The Four Stages of Endometriosis

A system of classification or staging of endometriosis is useful in order to better describe the disease, develop better diagnostic modalities and treatments as well as to enhance research and standardize communication between scientists and health professionals.

Endometriosis appears in many different forms with a wide variety of clinical presentations depending on the extension of the disease, organs affected and individual circumstances. Therefore a unified consensus classification system for the stages of the disease is not a simple task.

The system is divided into four stages or grades according to the number of lesions and depth of infiltration: minimal stage (I), mild stage (II), moderate stage (III) and severe stage (IV). The system allows for a way to numerically scale the disease. A score of 15 or less indicates minimal or mild disease. A score of 16 or higher may indicate moderate or severe disease. As mentioned before, the severity or the score of the disease does not necessarily correlate to the level of pain or presence of other symptoms.

Key Terms Involved in the I–IV Staging System

The ASRM defines the following terms:

•Endometriosis implants: These are endometrial cells, which typically grow inside of the uterus, that grow and spread outside of the uterus. Endometrial lesions are generally small and flat.


•Endometrial adhesion’s: These are clusters of fibrous tissue that form in bands. Endometrial adhesion’s can bind organs together. Typically, those include the abdominal and pelvic organs.

•Ovarian endometriomas: Also known as chocolate cysts, these blood-filled cysts turn brown over time. The cysts grown on the ovaries endometrial cells spread and grow there.

Filmy adhesion’s: Thin bands of scar tissue that form in response to the body’s attempts to protect itself from the inflammation caused by endometriosis.(They can also form because of the surgeries used to diagnose and treat it.)

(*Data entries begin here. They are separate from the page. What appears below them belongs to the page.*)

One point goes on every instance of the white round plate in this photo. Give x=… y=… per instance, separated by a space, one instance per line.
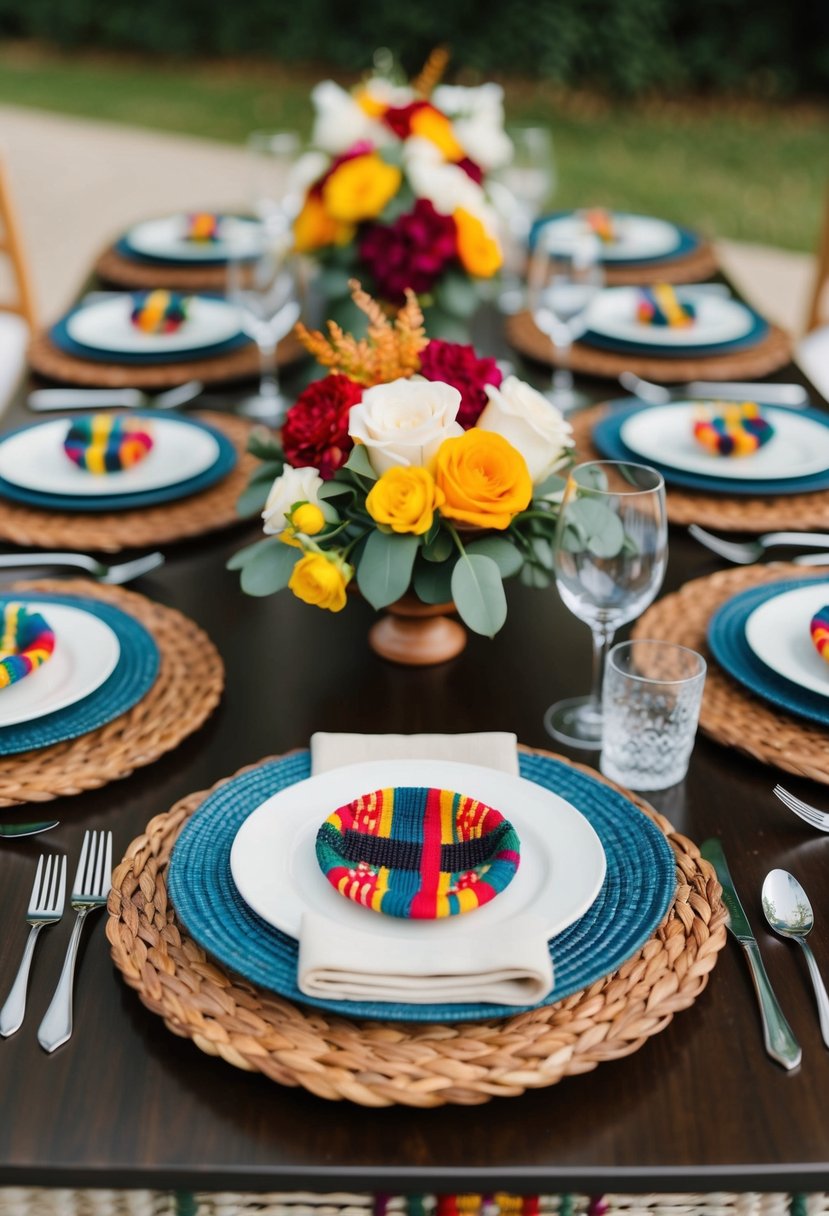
x=85 y=654
x=275 y=868
x=167 y=238
x=718 y=319
x=777 y=632
x=637 y=236
x=106 y=325
x=34 y=460
x=665 y=434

Adhesion’s tend to make organs to stick together, which can cause sharp, stabbing pain, as well as other symptoms depending on their location. For example, when on the reproductive organs, adhesion’s can make it harder for someone to get pregnant. Adhesion’s on the bowel may lead to gastrointestinal symptoms, such as nausea.

Stage 1 Endometriosis

Stage 1, or “minimal” endometriosis, is used for cases that:

•Involve few small and superficial endometrial growths.
•Have growths on organs or the tissue that lines the pelvis and abdominal cavity.
•Show minimal or no scar tissue.

There a few small implants or small wounds or lesions. They may be found on your organs or the tissue lining your pelvis or abdomen. There’s little to no scar tissue.

Stage 2 Endometriosis

Stage 2 endometriosis defines “mild disease.”

•More implants than in stage 1
•Deeper implants than in stage 1
•Possible scar tissue, but no signs of active inflammation.

At this stage, there is evidence of: More implants than in stage 1. They’re also deeper in the tissue, and there may be some scar tissue.

Stage 3 Endometriosis

•Cysts (ovarian endometriosis) in at least one of the ovaries
•Filmy adhesion’s (in some cases)
•Many deep endometrial implants.

This is also known as moderate endometriosis. With stage III, deep implants are present. Also, adhesion’s may be dense instead of filmy and thin. As a result, endometriosis is more widespread than in Stage II.

Stage 4 Endometriosis

Stage 4 endometriosis is the most severe. At this stage, there are:

•A large number of cysts
•Severe adhesion’s

This is also known as severe endometriosis. With stage IV, deep implants and dense adhesion’s are present. There may be superficial endometriosis and filmy adhesion’s, but the disease is more widespread than in Stage III.

While staging endometriosis is comparatively straightforward, diagnosing endometriosis in the first place can be challenging. This is partly because many common symptoms, such as pelvic and abdominal pain, can be caused by other health conditions,

Although endometriosis currently has no cure, therapies can help individuals manage their symptoms. Fertility specialists personalize their treatment plans for each patient. Treatments are generally the same regardless of the stage of the illness.